Effective July 1, 2019, Virginia Code § 46.2-861.1 increases the penalties for failing to move over for a stationary emergency vehicle that is displaying flashing, blinking, or alternating red, blue or amber lights. The change in law makes the offense a reckless driving charge, a class 1 misdemeanor, when applied to most emergency vehicles, which means that penalties now include the possibility of jail time, a license suspension of up to 6 months (or more in certain situations of injury or death), and a fine of up to $2,500. The law requires proof of certain elements which I will explain below, but the safe thing to do when you see an emergency vehicle with flashing lights is to move over one lane when passing or slow down if it is unsafe to switch lanes.

To be precise, the title given to the code section mentions yielding the right-of-way or reducing speed, but the actual text of Virginia Code § 46.2-861.1 doesn’t actually mention the words “move over” or “reduce speed” specifically.

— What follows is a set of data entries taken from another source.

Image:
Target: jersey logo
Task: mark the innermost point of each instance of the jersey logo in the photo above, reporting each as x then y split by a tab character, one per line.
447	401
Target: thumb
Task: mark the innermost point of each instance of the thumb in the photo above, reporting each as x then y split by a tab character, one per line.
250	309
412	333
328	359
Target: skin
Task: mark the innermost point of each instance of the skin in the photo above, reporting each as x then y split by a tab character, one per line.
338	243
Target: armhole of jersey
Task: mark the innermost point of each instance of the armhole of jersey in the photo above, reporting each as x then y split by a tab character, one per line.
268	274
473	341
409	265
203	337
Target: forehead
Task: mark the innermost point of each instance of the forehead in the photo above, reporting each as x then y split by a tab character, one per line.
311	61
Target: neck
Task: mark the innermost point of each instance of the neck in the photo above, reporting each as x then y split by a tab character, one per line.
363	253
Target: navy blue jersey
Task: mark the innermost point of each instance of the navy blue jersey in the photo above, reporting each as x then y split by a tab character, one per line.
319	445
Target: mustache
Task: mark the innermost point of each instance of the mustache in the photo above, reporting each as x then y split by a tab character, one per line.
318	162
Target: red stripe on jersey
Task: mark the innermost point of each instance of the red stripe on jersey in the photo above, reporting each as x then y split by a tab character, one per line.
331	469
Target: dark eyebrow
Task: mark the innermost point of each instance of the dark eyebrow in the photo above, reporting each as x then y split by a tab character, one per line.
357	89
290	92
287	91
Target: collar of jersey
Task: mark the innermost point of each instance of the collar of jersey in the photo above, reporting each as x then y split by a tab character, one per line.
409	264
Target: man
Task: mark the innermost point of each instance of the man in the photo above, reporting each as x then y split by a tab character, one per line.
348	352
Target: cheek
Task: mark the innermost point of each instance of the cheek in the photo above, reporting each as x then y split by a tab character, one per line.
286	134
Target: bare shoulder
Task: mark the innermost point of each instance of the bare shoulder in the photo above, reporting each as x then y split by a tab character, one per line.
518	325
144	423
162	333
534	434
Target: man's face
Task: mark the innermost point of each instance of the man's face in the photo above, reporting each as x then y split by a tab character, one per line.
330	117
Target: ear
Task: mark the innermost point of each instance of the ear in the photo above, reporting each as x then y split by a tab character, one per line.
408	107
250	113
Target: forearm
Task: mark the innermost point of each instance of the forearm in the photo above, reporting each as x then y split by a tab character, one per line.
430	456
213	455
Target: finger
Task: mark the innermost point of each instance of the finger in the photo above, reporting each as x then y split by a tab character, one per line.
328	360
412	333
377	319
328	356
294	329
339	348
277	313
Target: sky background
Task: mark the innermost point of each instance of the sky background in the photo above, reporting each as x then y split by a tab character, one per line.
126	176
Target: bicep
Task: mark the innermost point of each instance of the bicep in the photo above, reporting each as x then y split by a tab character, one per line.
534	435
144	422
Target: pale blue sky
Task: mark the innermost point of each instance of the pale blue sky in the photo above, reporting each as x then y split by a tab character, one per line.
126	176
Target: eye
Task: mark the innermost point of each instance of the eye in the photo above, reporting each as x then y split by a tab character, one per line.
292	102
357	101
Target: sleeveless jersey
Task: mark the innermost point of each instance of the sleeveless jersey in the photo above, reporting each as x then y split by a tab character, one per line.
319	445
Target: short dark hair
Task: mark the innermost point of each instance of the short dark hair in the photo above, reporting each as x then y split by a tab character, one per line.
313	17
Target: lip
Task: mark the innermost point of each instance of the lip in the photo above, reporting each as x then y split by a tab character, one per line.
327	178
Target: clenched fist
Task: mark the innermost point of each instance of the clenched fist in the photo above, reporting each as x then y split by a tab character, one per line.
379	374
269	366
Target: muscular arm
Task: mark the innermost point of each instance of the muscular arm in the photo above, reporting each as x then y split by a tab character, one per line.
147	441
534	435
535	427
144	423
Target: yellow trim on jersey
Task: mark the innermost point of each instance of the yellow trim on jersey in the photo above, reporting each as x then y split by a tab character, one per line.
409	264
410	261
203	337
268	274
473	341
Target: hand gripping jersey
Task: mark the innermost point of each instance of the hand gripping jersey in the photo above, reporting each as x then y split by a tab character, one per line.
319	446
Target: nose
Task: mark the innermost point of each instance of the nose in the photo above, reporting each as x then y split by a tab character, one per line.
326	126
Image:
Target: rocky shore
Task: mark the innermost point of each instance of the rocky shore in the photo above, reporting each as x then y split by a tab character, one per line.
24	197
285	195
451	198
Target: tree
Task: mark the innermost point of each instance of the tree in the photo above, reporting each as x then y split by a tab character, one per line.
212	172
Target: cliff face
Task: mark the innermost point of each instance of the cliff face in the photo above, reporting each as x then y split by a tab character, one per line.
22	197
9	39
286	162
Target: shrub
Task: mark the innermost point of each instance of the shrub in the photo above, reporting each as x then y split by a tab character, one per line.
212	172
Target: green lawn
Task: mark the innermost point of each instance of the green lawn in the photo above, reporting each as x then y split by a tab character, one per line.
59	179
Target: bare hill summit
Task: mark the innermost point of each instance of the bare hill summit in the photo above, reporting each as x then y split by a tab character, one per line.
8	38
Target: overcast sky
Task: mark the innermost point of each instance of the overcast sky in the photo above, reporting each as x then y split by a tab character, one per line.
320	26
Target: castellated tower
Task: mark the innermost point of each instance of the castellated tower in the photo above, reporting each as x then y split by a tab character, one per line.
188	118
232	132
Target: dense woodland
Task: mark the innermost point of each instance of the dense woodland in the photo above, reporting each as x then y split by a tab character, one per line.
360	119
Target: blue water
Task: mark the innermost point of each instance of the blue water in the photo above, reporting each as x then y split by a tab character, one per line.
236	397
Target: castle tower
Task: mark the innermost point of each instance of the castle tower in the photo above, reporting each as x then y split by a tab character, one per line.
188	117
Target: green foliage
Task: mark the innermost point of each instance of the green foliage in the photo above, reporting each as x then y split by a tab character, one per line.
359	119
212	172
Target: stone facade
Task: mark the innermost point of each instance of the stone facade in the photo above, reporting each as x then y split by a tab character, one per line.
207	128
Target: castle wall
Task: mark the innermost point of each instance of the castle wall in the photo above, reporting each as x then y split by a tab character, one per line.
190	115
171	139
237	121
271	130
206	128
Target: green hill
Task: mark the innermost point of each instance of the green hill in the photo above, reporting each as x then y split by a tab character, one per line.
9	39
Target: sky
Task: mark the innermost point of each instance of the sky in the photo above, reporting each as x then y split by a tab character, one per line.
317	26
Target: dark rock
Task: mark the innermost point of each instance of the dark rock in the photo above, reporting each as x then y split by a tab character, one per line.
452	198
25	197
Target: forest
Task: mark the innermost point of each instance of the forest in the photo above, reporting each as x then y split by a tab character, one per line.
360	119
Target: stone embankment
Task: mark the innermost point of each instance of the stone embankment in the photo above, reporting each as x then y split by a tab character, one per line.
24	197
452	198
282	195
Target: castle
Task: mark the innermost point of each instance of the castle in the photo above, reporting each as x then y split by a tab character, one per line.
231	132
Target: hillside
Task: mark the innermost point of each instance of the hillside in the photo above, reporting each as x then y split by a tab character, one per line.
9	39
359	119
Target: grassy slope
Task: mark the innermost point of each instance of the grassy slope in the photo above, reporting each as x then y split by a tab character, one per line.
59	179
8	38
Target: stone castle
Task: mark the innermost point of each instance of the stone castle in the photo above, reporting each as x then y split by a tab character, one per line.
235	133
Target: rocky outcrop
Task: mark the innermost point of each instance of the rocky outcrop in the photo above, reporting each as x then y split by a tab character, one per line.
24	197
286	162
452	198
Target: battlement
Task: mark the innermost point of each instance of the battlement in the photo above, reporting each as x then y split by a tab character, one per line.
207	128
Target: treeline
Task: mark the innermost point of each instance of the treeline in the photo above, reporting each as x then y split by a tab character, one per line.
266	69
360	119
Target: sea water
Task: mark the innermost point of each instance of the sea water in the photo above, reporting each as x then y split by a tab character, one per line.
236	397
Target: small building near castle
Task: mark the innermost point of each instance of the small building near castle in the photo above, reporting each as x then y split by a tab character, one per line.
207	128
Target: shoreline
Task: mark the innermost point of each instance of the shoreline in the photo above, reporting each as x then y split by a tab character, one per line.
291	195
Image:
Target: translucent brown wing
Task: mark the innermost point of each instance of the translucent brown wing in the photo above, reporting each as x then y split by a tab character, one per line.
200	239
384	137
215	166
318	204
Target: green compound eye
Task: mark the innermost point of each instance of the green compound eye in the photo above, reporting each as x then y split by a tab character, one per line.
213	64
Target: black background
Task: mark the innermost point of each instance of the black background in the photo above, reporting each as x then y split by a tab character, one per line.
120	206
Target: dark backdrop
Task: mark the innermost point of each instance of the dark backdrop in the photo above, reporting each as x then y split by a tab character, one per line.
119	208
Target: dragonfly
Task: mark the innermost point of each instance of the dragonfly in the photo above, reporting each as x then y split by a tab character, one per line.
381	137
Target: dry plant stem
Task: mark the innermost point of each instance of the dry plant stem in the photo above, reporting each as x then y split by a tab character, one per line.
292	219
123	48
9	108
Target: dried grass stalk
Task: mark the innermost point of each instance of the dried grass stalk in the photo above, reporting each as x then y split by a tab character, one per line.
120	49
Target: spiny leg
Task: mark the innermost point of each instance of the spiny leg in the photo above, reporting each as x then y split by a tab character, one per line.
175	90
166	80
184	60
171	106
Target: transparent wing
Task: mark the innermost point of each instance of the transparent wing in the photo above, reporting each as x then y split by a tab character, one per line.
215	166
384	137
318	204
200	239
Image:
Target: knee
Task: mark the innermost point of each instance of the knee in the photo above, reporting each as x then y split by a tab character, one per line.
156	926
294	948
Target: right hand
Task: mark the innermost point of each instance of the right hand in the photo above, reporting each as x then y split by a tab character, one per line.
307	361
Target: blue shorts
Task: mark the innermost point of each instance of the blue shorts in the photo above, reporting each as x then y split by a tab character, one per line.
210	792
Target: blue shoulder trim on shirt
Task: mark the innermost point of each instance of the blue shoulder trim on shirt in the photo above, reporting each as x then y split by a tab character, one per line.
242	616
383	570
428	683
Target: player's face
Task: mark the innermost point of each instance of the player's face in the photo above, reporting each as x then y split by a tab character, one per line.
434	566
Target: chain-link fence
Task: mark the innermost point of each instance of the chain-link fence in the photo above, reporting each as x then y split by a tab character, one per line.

What does the law require? It says that the driver shall, “on a highway having at least four lanes, at least two of which are intended for traffic proceeding as the approaching vehicle, proceed with caution and, if reasonable, with due regard for safety and traffic conditions, yield the right-of-way by making a lane change into a lane not adjacent to the stationary vehicle or (ii) if changing lanes would be unreasonable or unsafe, proceed with due caution and maintain a safe speed for highway conditions.” I suppose judges would understand “maintain a safe speed for highway conditions” to mean to slow down.

If in court, the officer or Commonwealth does not prove the elements of the crime, a case should be dismissed. The law applies when:

  • A person is driving a motor vehicle
  • On a highway having at least four lanes, at least two of which are intended for traffic proceeding as the approaching vehicle
  • Approaching a stationary vehicle with flashing, blinking, or alternating blue, red, or amber light or lights as applied to
    • § 46.2-1022 (Law enforcement, Virginia National Guard, etc.)
    • § 46.2-1023 (Fire truck, ambulance, game warden, etc.)
    • § 46.2-1024 (A private vehicle owned by a fireman, rescue squad volunteer or police chaplain)
    • or subsection B of § 46.2-1026 (public utility company for the purpose of repairing, installing, or maintaining electric or natural gas utility equipment or service)
  • That is displaying flashing, blinking, or alternating red, blue, or amber lights

The law keeps it a traffic infraction instead of a reckless driving classification when applied to these vehicles:

  • Tow truck or maintenance vehicle (46.2-1025(A)(1))
  • Highway or utility construction vehicle (46.2-1025(A)(2))

Furthermore, even when the law applies, we have seen judges show mercy due to mitigating circumstances and reduce a charge to improper driving or another non-criminal offense. One judge we have seen will ask a police officer whether he was outside or inside the vehicle at the time of the offense in order to determine if a reduction out of reckless driving is warranted. If you are facing a reckless driving charge for passing a stationary emergency vehicle, it may be advisable to produce your driving record and do driving school before court to try to earn mercy.

The text of the law goes like this:

§ 46.2-861.1. Drivers to yield right-of-way or reduce speed when approaching stationary vehicles displaying certain warning lights on highways; penalties.

A. The driver of any motor vehicle, upon approaching a stationary vehicle that is displaying a flashing, blinking, or alternating blue, red, or amber light or lights as provided in § 46.2-1022, 46.2-1023, or 46.2-1024 or subsection B of § 46.2-1026 shall (i) on a highway having at least four lanes, at least two of which are intended for traffic proceeding as the approaching vehicle, proceed with caution and, if reasonable, with due regard for safety and traffic conditions, yield the right-of-way by making a lane change into a lane not adjacent to the stationary vehicle or (ii) if changing lanes would be unreasonable or unsafe, proceed with due caution and maintain a safe speed for highway conditions. A violation of any provision of this subsection is reckless driving.
B. The driver of any motor vehicle, upon approaching a stationary vehicle that is displaying a flashing, blinking, or alternating amber light or lights as provided in subdivision A 1 or 2 of § 46.2-1025 shall (i) on a highway having at least four lanes, at least two of which are intended for traffic proceeding as the approaching vehicle, proceed with caution and, if reasonable, with due regard for safety and traffic conditions, yield the right-of-way by making a lane change into a lane not adjacent to the stationary vehicle or (ii) if changing lanes would be unreasonable or unsafe, proceed with due caution and maintain a safe speed for highway conditions. A violation of any provision of this subsection shall be punishable as a traffic infraction.
C. If the violation resulted in damage to property of another person, the court may, in addition, order the suspension of the driver’s privilege to operate a motor vehicle for not more than one year. If the violation resulted in injury or death to another person, the court may, in addition to any other penalty imposed, order the suspension of the driver’s privilege to operate a motor vehicle for not more than two years.
D. The provisions of this section shall not apply in highway work zones as defined in § 46.2-878.1.